NY1: How Much is Too Much? A Growing Debate To Limit NYC Brokers' Fees

By Michael Herzenberg
June 28, 2019

More than a thousand rental real estate professionals are protesting against a proposed City Council bill that would limit upfront charges to renters looking for apartments.

“Trash the cap,” more than one hundred of them chanted, demanding the city council reject legislation to cap their income.

“Let them in,” became a common refrain Thursday afternoon outside City Hall as police kept a thousand more agents and brokers outside the gates.

“Let us in,” they shouted back.

The reason for the limit, the City Council hearing room could accommodate only 250 people.

“Today we’ll be hearing legislation that seeks to limit the up front cost faced by many tenants in the rental process,” explained Housing and Buildings Committee Chair Robert Cornege Jr.

Under the legislation. brokers and agents hired by landlords to lease apartments could charge tenants a fee of no more than one month's rent. That's about half of the typical fee of 15 percent.

A handful of people, most representing non-profit organizations, testified in favor or the bill.

"Many of the fees that we see are inflated have no rational relation to any real cost,” said staff attorney for the Legal Aid Society, Robert Desir. "This exploitation of vulnerable populations and of our overheated market is just what this body is designed to protect against."

The rest of the 40 plus people who signed up to speak opposed it.

"We have an affordability crises in the city, but solving is not going to be on the backs of these individuals who maybe make 40, 50 thousand dollars a year," said Real Estate Board of New York Senior Vice President Reggie Thomas.

"We too are in jeopardy of losing our homes, a lot of other things," explained one broker.

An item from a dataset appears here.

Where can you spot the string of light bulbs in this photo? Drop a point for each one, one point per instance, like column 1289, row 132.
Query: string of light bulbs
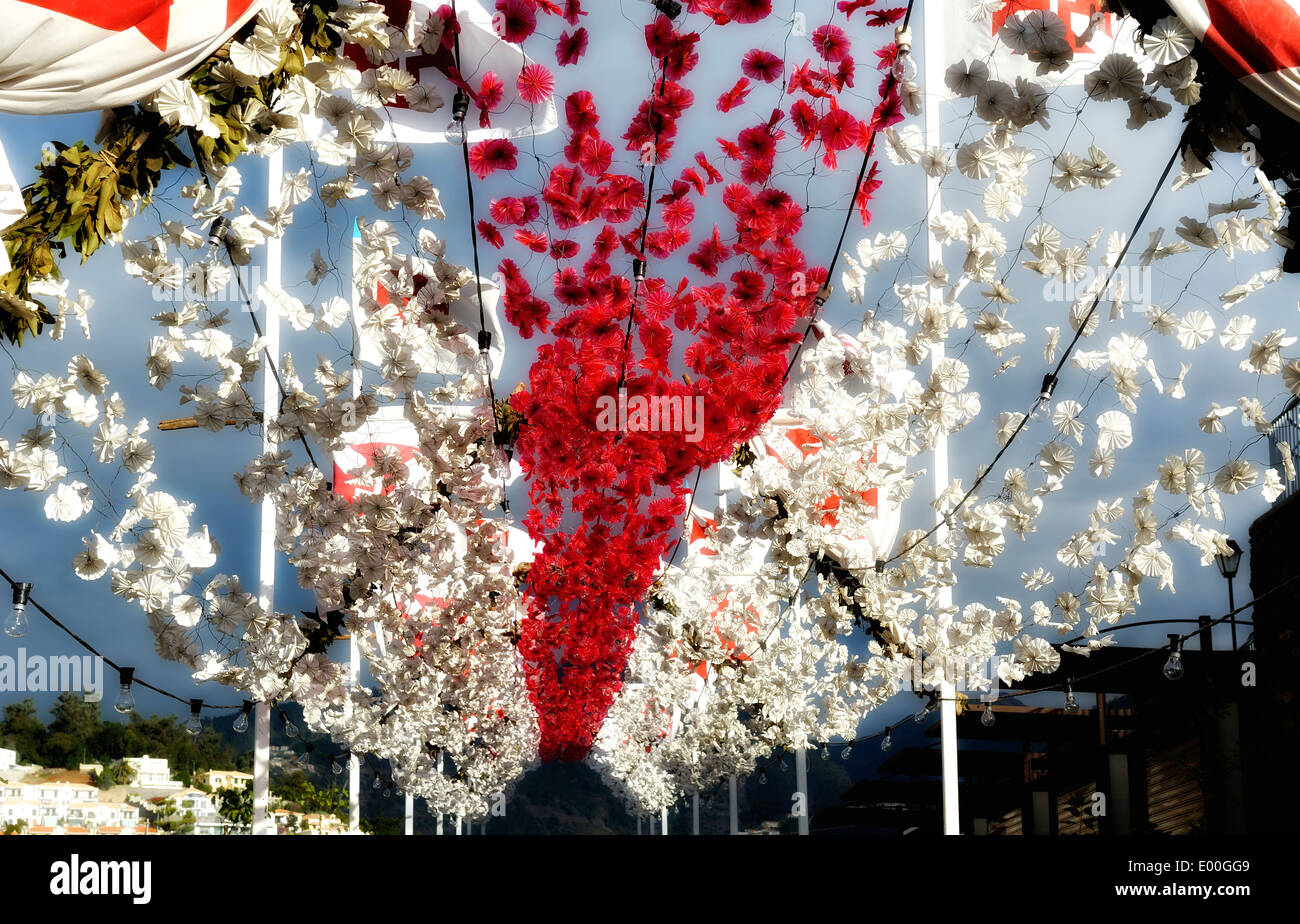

"If I decide to charge one month or 15 percent that’s between me and my client, not between me and the City Council or between me and the government," testified broker Sheila Carroll of The Carroll Group.

The legislation would not apply to brokers hired by renters. Those brokers, the bill’s sponsor, City Council member Keith Powers says, would be free to charge whatever commission they want.

The proposal would only apply to brokers hired by landlords.

”When a renter is moving into an apartment they shouldn’t have to pay these outlandish fees and we hear complaints about it every single day,” Powers told NY1.

Opponents told council members the bill would have an unintended consequences.

“Rents will go up because when the city mandates that owners pay even a portion of the brokers fee that fee is going to get baked into the monthly rent,” said Douglas Wagner of Bond NY Real Estate.

The de Blasio administration fell short of endorsing this legislation saying only it supports its "intent."

The sponsor says it will likely undergo some revisions over the summer. He's hoping to get it passed in the fall.